September 12th, 2012

Yours truly, blogging in January on the political geography of renewable energy, and particularly the wide distribution of its sources in the West, South, and Midwest:

If the Democrats play this right (especially ensuring that landowners and local communities benefit) and the Republicans wrong (following denialists rather than Schwarzenegger), the situation offers an opportunity for the Dems to erode Republican support in its heartland.

A recent report by Nancy Pfund and Michael Lazar of venture capital firm DBL on clean-energy jobs backs me up with an interesting map (h/t Climate Progress) of the states where green jobs have been growing fastest, based on Brookings data:

The six yellow states (CO, FL, NC, NM, NV, VA) are swing ones.
The rankings by absolute numbers, and by percentage of the labour force, are also supplied. Neither track the swing states so neatly, but they do confirm that red states are just as dependent as blue ones on green jobs. Overall these are now 20 times those in coal-mining: 2.7 million vs, 126,000. (To be fair to coal, you should throw in some tens of thousands of coal-dependent jobs in railroads and power plants, but that can’t invalidate the general picture.) The authors use a Brookings definition of green jobs that is narrower than the government’s.

My main beef is one I made in the post: for economic and political impact you must look at income generation through rents – which will flow for decades – even more than possibly shortlived installation jobs.
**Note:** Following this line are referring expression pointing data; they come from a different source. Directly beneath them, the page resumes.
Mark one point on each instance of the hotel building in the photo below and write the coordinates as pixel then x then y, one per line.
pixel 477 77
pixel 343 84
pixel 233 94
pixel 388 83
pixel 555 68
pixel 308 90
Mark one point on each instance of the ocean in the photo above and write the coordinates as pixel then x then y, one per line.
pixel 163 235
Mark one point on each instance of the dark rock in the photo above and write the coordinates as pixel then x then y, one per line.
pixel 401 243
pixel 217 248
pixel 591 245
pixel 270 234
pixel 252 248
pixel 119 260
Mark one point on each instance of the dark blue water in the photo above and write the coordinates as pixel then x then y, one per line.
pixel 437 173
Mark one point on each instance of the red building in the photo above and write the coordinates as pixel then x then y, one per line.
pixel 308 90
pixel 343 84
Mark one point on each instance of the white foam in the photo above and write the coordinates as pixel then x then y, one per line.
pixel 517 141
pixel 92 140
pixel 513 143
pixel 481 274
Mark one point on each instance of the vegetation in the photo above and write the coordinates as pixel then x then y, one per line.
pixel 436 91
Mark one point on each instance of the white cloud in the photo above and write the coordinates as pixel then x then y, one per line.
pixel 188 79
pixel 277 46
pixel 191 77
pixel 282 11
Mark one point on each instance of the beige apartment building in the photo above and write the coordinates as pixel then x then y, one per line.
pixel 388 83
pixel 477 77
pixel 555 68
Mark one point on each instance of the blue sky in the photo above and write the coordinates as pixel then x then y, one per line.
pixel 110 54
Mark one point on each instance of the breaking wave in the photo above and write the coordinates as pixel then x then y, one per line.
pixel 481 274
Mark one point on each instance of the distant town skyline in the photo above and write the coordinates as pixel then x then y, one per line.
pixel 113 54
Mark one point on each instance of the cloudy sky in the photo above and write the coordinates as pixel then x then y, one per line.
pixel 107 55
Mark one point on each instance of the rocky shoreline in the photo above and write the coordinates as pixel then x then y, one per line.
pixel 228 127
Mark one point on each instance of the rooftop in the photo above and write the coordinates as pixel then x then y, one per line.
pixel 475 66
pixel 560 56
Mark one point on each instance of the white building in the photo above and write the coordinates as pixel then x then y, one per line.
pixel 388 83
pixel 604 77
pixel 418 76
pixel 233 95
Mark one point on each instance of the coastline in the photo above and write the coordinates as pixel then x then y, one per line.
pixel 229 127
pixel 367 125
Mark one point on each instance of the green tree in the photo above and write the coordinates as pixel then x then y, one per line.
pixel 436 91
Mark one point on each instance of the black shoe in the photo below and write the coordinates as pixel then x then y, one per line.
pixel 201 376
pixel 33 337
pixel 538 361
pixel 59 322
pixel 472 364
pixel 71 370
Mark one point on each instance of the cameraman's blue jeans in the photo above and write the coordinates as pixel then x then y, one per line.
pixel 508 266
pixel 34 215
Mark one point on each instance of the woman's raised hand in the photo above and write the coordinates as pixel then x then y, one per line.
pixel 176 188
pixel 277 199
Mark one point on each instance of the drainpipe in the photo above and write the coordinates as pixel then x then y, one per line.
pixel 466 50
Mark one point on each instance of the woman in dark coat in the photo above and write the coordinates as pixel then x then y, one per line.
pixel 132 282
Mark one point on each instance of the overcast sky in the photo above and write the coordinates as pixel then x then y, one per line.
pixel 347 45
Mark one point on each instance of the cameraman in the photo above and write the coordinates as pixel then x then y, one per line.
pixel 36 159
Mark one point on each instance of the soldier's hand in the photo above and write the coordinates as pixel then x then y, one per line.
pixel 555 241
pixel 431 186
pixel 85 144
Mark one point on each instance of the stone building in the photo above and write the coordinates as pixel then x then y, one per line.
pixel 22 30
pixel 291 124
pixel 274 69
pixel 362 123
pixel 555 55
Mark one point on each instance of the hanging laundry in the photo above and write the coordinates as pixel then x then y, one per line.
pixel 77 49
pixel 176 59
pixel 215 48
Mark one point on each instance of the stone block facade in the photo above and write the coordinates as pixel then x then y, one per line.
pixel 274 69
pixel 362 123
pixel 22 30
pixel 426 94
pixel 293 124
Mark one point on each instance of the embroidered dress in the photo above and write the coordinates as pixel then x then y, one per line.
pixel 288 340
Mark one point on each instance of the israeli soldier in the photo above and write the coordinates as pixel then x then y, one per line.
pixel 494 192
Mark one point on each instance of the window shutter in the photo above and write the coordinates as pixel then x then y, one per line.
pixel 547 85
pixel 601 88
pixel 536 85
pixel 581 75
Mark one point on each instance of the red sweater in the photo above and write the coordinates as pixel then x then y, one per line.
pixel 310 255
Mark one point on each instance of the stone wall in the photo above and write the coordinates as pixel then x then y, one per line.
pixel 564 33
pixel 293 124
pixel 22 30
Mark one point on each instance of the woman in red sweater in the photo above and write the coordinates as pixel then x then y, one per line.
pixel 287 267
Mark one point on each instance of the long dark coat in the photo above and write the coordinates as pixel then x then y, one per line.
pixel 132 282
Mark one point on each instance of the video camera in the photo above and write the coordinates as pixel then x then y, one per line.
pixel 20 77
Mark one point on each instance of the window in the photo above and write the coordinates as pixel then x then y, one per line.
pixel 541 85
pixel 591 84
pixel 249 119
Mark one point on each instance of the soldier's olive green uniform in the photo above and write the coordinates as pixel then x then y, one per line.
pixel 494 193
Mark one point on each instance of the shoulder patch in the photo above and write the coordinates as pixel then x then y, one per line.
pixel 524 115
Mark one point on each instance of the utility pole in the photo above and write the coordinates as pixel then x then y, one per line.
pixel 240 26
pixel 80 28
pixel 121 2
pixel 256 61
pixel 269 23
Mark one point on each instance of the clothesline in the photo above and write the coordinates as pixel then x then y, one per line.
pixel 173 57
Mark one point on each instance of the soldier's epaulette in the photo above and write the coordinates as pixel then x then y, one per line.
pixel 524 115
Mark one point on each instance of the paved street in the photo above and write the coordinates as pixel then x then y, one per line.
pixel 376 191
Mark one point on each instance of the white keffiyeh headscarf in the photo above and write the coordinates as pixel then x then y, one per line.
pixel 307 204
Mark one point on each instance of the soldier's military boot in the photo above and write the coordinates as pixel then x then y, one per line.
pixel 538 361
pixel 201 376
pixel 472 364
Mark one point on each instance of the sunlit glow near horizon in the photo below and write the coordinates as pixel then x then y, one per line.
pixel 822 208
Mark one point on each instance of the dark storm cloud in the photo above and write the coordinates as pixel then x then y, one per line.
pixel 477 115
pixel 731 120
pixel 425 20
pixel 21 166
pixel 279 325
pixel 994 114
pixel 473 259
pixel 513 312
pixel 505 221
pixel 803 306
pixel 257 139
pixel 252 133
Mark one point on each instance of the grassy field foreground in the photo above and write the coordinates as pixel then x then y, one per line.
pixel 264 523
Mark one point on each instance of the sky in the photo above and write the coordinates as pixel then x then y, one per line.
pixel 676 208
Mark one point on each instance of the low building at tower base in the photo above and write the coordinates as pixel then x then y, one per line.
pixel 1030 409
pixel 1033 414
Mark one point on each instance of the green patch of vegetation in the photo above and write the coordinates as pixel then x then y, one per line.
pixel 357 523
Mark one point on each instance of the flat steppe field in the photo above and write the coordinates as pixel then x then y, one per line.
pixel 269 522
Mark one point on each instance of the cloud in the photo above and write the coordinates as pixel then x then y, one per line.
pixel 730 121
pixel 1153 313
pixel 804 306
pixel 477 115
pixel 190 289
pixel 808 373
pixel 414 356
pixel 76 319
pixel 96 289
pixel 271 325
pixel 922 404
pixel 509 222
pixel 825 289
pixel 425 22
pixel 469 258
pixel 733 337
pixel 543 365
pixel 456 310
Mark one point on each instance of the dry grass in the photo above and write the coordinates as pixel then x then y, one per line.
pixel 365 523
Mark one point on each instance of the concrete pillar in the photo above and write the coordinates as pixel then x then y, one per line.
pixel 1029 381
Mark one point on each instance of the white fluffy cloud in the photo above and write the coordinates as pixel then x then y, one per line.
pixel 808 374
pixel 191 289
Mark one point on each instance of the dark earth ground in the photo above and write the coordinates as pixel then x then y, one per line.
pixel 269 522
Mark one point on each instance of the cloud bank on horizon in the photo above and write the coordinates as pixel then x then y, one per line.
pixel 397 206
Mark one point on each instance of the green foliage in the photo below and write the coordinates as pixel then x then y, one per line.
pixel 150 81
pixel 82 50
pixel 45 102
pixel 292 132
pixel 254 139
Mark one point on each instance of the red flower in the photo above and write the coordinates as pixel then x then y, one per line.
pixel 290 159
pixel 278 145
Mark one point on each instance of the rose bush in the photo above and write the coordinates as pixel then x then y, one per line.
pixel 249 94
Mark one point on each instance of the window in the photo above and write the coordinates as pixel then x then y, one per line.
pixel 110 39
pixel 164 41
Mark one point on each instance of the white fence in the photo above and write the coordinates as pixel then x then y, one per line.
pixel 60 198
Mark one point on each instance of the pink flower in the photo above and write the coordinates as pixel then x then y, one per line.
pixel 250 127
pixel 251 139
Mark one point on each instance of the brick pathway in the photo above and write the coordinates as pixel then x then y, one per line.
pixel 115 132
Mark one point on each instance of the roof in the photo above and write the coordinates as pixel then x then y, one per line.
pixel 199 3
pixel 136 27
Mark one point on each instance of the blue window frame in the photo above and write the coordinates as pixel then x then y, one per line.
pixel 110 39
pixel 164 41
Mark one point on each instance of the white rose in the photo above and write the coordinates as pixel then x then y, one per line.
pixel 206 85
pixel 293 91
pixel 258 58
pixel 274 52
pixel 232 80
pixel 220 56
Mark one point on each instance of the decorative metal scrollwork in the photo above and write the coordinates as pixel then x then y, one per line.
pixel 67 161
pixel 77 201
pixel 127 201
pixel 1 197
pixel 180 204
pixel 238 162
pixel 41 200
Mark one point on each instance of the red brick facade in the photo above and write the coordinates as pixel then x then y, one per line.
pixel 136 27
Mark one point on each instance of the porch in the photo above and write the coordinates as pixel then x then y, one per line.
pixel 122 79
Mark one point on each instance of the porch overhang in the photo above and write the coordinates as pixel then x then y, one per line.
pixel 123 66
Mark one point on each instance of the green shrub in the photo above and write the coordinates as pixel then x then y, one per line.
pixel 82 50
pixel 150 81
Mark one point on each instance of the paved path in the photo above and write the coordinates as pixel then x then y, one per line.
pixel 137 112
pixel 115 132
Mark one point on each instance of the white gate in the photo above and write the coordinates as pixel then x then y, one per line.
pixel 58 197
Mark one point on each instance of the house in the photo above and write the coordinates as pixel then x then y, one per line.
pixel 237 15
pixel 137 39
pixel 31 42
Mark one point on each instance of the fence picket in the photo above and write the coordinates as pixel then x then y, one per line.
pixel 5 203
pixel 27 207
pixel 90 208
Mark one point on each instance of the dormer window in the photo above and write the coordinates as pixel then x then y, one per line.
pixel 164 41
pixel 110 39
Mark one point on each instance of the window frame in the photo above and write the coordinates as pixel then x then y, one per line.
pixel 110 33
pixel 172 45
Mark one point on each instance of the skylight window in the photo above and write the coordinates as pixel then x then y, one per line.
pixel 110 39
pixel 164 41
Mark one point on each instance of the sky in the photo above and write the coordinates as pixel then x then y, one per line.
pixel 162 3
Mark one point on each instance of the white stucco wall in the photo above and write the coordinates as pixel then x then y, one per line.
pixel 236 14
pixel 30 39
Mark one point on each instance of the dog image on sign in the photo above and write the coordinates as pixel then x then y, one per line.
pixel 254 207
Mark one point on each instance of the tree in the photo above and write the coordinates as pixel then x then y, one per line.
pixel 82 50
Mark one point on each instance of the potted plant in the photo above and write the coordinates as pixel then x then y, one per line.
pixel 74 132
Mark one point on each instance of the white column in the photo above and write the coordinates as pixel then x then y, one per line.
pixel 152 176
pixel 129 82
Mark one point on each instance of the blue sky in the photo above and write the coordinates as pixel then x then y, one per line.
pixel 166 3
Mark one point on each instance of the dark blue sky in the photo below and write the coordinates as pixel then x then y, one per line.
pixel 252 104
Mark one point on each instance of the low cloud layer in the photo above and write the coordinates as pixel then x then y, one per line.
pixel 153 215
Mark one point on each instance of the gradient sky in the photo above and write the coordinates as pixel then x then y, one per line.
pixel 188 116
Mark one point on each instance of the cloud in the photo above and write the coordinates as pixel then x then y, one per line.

Iowa doesn’t appear on the DBL map, but with 20% of its electricity now from wind farms, a lot of Iowan farm income and municipal budgets visibly depend on it. The same holds throughout the Great Plains.

The report highlights several Republican governors and ex-governors who have successfully pushed green jobs without allowing the heretical words “global warming” to cross their lips: Haley Barbour of Mississippi, Bobby Jindal of Louisiana, Sam Brownback of Kansas, Chris Christie of New Jersey, even Rick Perry of Texas.

This to me suggests a scenario – far from a done deal, but not a pipe dream either – for Obama to make progress on climate change in his now probable second term. These Republicans are likely to play a major part in the response of the GOP to the impending failure of Romney-Ryan, which they may well blame partly on the ticket’s vote-losing and reality-challenged anti-renewables plank. Maybe the Republican governors can get the Congressional GOP to see sense on this one issue, and make an exception to its “obstruct everything” strategy.